Explicação de um texto – Parte I – “Informação versus fake news”
“Explicar um texto é ir dando conta, ao mesmo tempo,
daquilo que o autor diz e de como o diz.”
CARRETER e LARA
Fernando Lázaro CARRETER e Cecília de LARA, em Manual de explicação de Textos (Livraria Acadêmica, Rio de Janeiro), apresentam uma série de passos para o entendimento de um texto. Podemos nos valer desse estudo para alcançar a compreensão necessária a uma posterior interpretação.
Vamos acompanhar esses passos:
- Leitura atenta do texto
- Localização
- Determinação do tema
- Determinação da estrutura
- Análise da forma partindo do tema:
- aspectos fonéticos
- morfológicos
- sintáticos
- semânticos
LEITURA ATENTA DO TEXTO
O contato com um texto começa pela leitura atenta e a decodificação das palavras que o compõem. Se você estiver num espaço em que seja possível buscar o significado das palavras que porventura desconheça, é interessante fazer uso do dicionário. Caso você esteja se submetendo a um teste, procure entender o significado da frase como um todo e, dentro dela, deduzir o significado da palavra desconhecida.

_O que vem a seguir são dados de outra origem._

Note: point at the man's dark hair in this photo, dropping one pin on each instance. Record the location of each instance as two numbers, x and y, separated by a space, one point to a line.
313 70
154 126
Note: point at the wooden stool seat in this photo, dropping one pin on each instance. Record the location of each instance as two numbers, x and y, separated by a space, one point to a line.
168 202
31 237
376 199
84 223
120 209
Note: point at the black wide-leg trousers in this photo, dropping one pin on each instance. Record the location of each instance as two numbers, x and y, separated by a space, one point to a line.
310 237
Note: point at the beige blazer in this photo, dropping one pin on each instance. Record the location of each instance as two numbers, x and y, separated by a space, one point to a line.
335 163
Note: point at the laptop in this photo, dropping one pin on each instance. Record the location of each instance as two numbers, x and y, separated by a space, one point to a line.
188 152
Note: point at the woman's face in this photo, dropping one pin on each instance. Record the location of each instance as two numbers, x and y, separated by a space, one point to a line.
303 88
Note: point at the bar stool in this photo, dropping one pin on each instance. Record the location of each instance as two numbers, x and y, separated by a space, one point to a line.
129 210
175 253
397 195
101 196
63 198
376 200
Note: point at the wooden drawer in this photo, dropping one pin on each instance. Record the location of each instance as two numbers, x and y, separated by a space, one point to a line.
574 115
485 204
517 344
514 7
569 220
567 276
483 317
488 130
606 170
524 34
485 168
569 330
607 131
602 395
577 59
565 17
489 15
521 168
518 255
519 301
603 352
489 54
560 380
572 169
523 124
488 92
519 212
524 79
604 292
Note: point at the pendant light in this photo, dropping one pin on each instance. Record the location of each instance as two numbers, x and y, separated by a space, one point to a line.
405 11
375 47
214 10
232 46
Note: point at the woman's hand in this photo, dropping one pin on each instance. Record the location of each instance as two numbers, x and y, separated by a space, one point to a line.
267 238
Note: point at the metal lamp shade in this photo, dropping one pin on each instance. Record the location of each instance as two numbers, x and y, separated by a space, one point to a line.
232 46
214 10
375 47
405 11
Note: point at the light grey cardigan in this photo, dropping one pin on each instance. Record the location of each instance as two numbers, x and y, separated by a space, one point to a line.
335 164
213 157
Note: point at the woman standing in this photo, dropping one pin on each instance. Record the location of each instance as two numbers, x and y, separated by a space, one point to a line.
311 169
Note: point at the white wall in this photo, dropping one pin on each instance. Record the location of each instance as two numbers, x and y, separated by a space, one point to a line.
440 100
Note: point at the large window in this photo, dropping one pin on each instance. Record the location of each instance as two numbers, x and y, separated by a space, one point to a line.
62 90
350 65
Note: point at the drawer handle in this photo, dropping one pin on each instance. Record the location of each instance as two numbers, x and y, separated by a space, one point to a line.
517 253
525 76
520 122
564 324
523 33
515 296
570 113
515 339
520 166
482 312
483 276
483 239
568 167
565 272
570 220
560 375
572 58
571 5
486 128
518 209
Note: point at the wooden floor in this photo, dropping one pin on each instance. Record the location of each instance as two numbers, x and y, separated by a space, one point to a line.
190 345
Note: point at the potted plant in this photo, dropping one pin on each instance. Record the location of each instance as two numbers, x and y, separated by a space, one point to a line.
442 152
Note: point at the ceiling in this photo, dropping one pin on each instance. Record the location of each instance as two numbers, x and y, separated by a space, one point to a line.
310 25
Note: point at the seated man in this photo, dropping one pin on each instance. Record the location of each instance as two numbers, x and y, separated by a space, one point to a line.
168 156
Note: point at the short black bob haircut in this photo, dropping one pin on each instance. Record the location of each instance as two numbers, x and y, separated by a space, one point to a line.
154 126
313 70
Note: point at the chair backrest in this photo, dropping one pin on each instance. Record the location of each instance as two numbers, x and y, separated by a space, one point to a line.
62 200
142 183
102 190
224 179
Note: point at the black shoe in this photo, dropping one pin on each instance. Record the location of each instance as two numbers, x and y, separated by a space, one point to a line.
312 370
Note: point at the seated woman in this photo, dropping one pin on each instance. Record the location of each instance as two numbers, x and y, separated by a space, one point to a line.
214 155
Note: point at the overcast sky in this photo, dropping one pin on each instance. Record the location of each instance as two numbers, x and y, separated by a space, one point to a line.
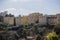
25 7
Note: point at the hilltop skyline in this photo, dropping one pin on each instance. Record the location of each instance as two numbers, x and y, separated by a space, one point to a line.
25 7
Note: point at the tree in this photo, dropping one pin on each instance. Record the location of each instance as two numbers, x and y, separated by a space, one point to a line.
57 28
52 36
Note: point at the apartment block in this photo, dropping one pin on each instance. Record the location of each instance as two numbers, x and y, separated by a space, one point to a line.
9 20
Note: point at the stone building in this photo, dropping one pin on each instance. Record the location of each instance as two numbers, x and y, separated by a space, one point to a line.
42 20
18 21
24 20
52 19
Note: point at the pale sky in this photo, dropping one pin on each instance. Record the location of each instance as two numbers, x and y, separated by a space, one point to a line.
25 7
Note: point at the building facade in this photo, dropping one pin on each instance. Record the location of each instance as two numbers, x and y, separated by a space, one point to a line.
9 20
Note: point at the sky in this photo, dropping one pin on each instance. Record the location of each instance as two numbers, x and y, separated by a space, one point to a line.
25 7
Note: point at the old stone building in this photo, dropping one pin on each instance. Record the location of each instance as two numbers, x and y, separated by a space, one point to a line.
9 20
34 18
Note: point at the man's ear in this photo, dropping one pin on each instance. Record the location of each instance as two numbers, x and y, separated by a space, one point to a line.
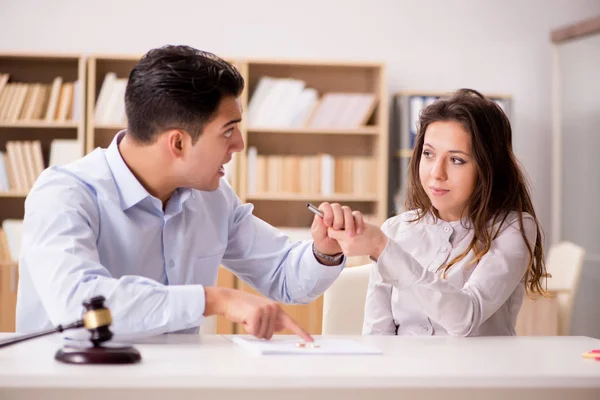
175 141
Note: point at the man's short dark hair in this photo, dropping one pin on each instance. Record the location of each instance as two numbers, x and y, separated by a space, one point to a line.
177 87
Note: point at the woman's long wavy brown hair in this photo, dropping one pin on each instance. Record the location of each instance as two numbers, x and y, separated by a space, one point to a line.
501 186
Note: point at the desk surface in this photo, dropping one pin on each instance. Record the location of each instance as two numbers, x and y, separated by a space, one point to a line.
191 361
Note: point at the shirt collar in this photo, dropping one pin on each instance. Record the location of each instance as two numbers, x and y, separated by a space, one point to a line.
130 189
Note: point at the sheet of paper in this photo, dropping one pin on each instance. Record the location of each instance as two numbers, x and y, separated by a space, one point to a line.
288 346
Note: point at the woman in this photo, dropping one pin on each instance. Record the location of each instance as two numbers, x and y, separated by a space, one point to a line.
459 261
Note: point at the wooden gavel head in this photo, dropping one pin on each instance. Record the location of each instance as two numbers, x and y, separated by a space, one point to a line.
97 319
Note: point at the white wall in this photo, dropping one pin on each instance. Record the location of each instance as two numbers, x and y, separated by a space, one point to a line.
493 46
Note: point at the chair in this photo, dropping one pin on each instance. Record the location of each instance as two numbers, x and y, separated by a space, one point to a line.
564 263
344 302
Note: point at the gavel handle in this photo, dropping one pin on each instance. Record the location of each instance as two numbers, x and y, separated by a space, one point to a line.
59 328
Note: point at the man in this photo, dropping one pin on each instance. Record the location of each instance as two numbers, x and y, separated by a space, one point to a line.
147 221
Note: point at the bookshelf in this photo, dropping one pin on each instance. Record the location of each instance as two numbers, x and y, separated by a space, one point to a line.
41 100
293 137
100 131
406 108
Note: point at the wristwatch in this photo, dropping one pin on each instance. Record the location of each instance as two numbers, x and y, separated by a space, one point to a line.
333 258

Leia mais de uma vez o texto em questão e o entendimento se tornará maior.
Lembre-se: você ainda não está interpretando; está buscando a compreensão do texto. A interpretação se dá num outro momento.
LOCALIZAÇÃO DO TEXTO
Você pode ter em mãos um poema; um trecho de um conto, de um romance, de uma crônica; uma carta; um texto científico; uma canção; um artigo de jornal ou revista; uma tira em quadrinhos…
Qualquer que seja o gênero, a origem, a finalidade do texto que lhe é apresentado, você deve localizá-lo, percebê-lo dentro do contexto, da situação que o caracteriza, do todo de que faz parte. Assim, você vai se aprofundando na compreensão do texto e na identificação de como se dá a sua elaboração.
DETERMINAÇÃO DO TEMA
Da determinação do assunto, podemos indicar o tema. Tema e assunto são tidos por muitos estudiosos como um só enfoque, um só registro. Assim pode ser considerado. No entanto, um olhar mais cuidadoso nos deixa perceber que o assunto vai sendo revelado em variados enfoques que, resumidos em algumas palavras-chave, vêm a constituir o tema.
DETERMINAÇÃO DA ESTRUTURA
Um texto é uma composição, não uma reunião de ideias soltas. Todas as partes de um texto se relacionam entre si. Tudo o que vem a compor um texto contribui para o desenvolvimento do assunto e a percepção do tema. Nada é supérfluo; tudo se soma e se completa.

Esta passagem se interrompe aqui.